In order to build a good program for educators and make it an effective monitoring mechanism as well, the Ministry of Education and Training should commit to a regular review cycle in all subjects that are part of the common curriculum, with more frequent review in the foundation areas. Subjects should be reviewed at points within the common and specialized curriculum; for example, a history or a geography review might occur every five years and include Grades 6, 9 and 10/11.

Some school boards have used the provincial review to include all students, with no individual identification attached to the test. We applaud this concern for accountability at the local level, and consider it very appropriate because it does not confuse individual scores with evaluating the performance of the staff and students of an institution.
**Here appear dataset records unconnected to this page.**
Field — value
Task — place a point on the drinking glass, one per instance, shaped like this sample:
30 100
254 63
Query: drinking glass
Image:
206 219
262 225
There are, of course, serious concerns about invidious comparisons that ignore many factors over which the individual school has no control. However, the provincial review data have been, and should continue to be, used by schools and school boards to improve teaching and learning at the local level. We believe that review results should be shared with the professional staff and school governance committees of schools that participate, as well, of course, as school board administrators responsible for monitoring and supporting schools. That, after all, is the level at which the data are useful for making improvements to a school. (See the following section for a more extended discussion of this issue.)

The provincial curriculum reviews have also involved teachers as markers, a process exactly like that we described earlier as the ideal professional training for classroom assessment. Working in groups, with the support of experienced markers, teachers reach agreement on what makes one paragraph or paper more or less satisfactory than another, and they establish criteria for judging performance consistently. Thus, the teacher development "spin-off" of the monitoring process is, itself, an investment in better assessment in the classroom.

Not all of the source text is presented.